The fundamental steps for purchasing cryptocurrencies are simple and clear. You open an account with a cryptocurrency exchange, make a deposit to your wallet, and then you can buy or sell any cryptocurrencies you wish. It’s also worth noting that every time you buy or sell cryptocurrency, transaction fees will vary depending on the exchange. After purchasing cryptocurrency, you must choose the safest method for holding it.
Now, let’s walk through how you can do that.
How To Store Crypto Safely
The two main methods for storing cryptocurrencies are exchanges and personal wallets.
Cryptographic transactions are protected by a combination of public and private keys. Your public key is distributed from time to time to make transactions, for example, through the blockchain payment gateway. However, on the other hand, your private keys must always remain private. Any unauthorized person possessing your public and private keys has full access to your coins and can transfer them to any other cryptocurrency address.

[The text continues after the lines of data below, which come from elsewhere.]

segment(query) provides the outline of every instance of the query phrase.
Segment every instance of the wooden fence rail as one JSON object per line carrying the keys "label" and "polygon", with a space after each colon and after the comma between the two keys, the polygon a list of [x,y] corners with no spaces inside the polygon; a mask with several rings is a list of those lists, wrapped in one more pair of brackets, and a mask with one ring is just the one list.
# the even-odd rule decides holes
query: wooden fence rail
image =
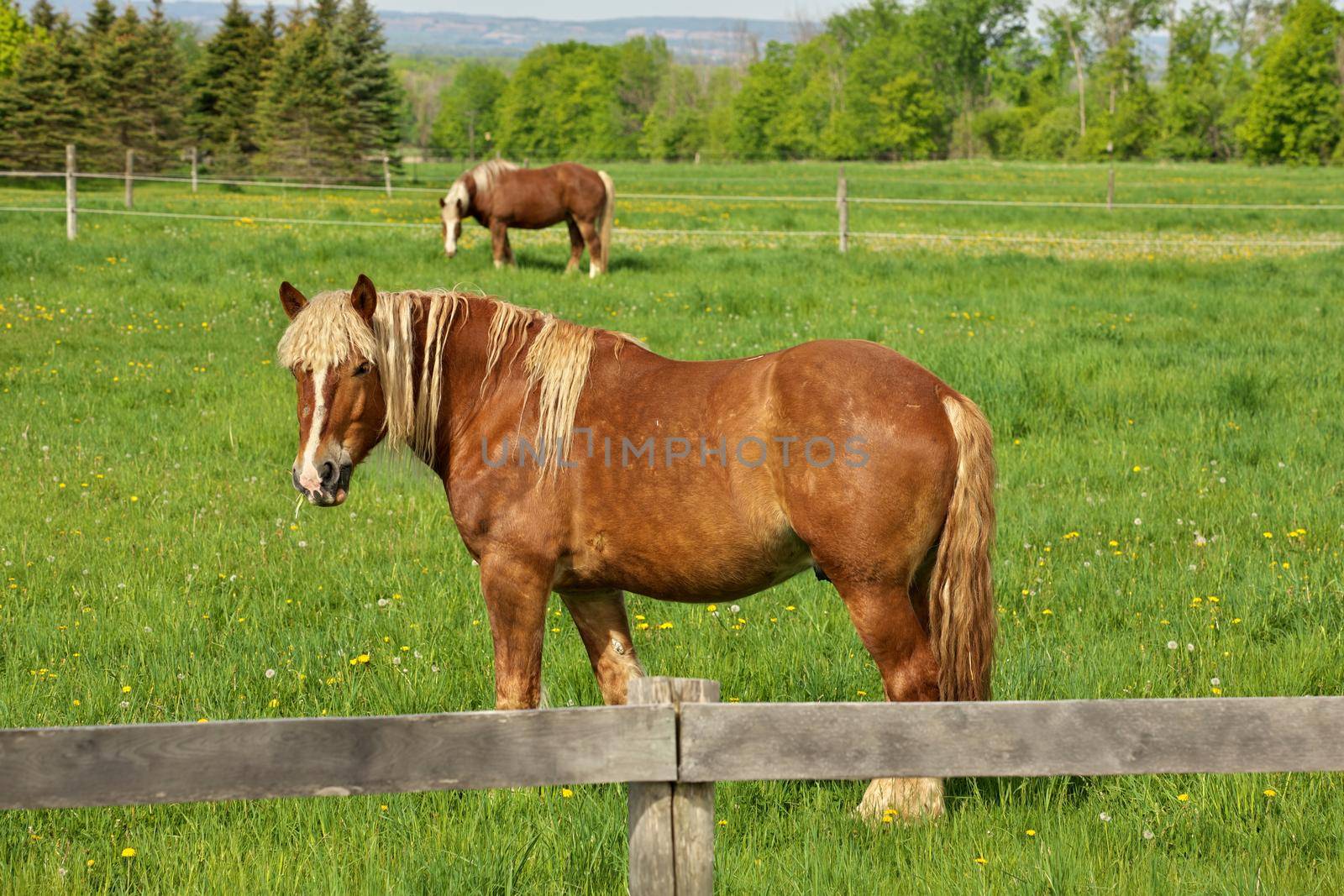
{"label": "wooden fence rail", "polygon": [[714,782],[1344,771],[1344,697],[630,705],[0,729],[0,809],[629,782],[630,892],[710,893]]}

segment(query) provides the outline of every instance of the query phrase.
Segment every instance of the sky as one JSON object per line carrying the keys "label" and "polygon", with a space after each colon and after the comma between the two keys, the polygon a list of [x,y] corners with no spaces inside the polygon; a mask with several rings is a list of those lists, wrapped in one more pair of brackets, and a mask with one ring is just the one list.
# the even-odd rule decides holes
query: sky
{"label": "sky", "polygon": [[[466,12],[532,19],[625,19],[630,16],[798,17],[820,20],[860,0],[374,0],[379,9]],[[801,13],[801,16],[798,15]]]}

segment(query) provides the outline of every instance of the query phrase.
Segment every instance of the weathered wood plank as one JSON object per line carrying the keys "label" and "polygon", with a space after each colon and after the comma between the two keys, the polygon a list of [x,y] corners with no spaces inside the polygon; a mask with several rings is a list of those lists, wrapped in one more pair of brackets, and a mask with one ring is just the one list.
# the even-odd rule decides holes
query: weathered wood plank
{"label": "weathered wood plank", "polygon": [[680,780],[1341,771],[1344,697],[688,704]]}
{"label": "weathered wood plank", "polygon": [[665,707],[0,731],[0,809],[675,776]]}
{"label": "weathered wood plank", "polygon": [[[680,712],[719,701],[719,682],[675,678]],[[714,782],[672,785],[672,849],[677,896],[714,896]]]}
{"label": "weathered wood plank", "polygon": [[[628,705],[652,704],[673,713],[671,678],[634,678],[626,692]],[[668,782],[675,779],[673,774]],[[672,785],[630,783],[630,896],[676,893],[672,852]]]}

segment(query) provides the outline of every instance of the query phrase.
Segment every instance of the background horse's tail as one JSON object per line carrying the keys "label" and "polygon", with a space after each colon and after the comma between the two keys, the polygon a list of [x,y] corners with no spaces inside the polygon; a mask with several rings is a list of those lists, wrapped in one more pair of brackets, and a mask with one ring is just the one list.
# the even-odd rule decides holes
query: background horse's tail
{"label": "background horse's tail", "polygon": [[957,484],[929,582],[933,653],[943,700],[986,700],[995,654],[995,457],[989,422],[976,403],[943,395],[957,439]]}
{"label": "background horse's tail", "polygon": [[[605,171],[597,172],[597,176],[602,179],[602,185],[606,188],[606,204],[602,207],[602,273],[606,273],[606,258],[612,251],[612,219],[616,218],[616,187],[612,184],[612,175]],[[591,259],[589,259],[591,263]]]}

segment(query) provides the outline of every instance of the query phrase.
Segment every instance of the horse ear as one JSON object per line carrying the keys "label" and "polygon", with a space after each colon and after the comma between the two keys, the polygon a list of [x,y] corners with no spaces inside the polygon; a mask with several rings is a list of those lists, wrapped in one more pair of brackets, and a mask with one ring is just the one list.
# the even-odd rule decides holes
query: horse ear
{"label": "horse ear", "polygon": [[349,304],[355,306],[364,321],[374,320],[374,310],[378,308],[378,290],[374,289],[374,281],[368,279],[368,275],[360,274],[359,279],[355,281],[355,289],[349,290]]}
{"label": "horse ear", "polygon": [[280,285],[280,306],[285,309],[289,320],[294,320],[298,312],[304,310],[308,300],[286,279]]}

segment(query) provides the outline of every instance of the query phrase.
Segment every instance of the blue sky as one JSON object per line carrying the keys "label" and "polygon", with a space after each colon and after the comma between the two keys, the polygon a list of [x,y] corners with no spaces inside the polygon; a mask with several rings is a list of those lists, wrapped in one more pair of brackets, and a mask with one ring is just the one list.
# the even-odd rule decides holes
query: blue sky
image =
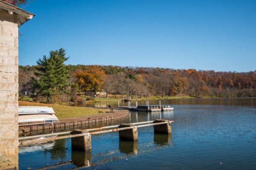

Therefore, it is imperative to secure your private keys. This can be achieved by storing coins on a secure exchange (using a strong password) or using a wallet.
- Storing crypto on Exchanges
For those new to the world of cryptocurrency, the easiest method is to leave your cryptocurrency for safekeeping with a reliable exchange or custodian. When you buy cryptocurrency through an exchange such as KuCoin or Binance, it is automatically stored on that exchange.
In a technical sense, the exchange keeps your private keys. Your assets (and private keys) will stay on the exchange unless you decide to move cryptocurrency from the exchange to your personal wallet. This is essentially the “default” setting.
You can transfer crypto from the exchange to another person or your own cryptocurrency wallet at any time. The exchange is responsible for your assets’ security, so your cryptocurrency could be lost if the exchange is hacked or compromised. However, reputable exchanges have top-notch security and invest millions of dollars in preventing hacks.
- Storing crypto with your own wallet
Cryptocurrency can be moved to your personal crypto wallet instead of being kept on an exchange. As a result, you now bear the bulk of the exchange’s security obligations. So this method works for those aware of cryptocurrency and has made significant investments.
- Hardware (cold) wallets: These are devices that allow you to store cryptocurrency offline. They often look like small USB drives and are considered the most secure way to store cryptocurrency. These devices are also called “cold wallets” because they are not connected to the Internet.
- Software (hot) wallets: These are programs, applications, or websites that store cryptocurrency online. They can also be in the form of web applications (browser extensions such as MetaMask), desktop applications (such as Electrum), or mobile applications (such as the Blockchain.com app).
The Bottom Line
Investing in cryptocurrencies can be safe if specific rules are followed to protect your assets. However, it is essential to remember that no investment instrument guarantees profits. Even though cryptocurrency markets have the potential for high returns, volatility is typically higher than in bonds or other financial instruments. In comparison with stocks, crypto may be considered to be a more risky but also more rewarding investment.
Lastly, it’s up to you to determine whether cryptocurrency fits your risk profile and overall investment portfolio. Cryptocurrency comes with its own set of risks. However, this type of investment can provide great returns when they are part of a diversified portfolio.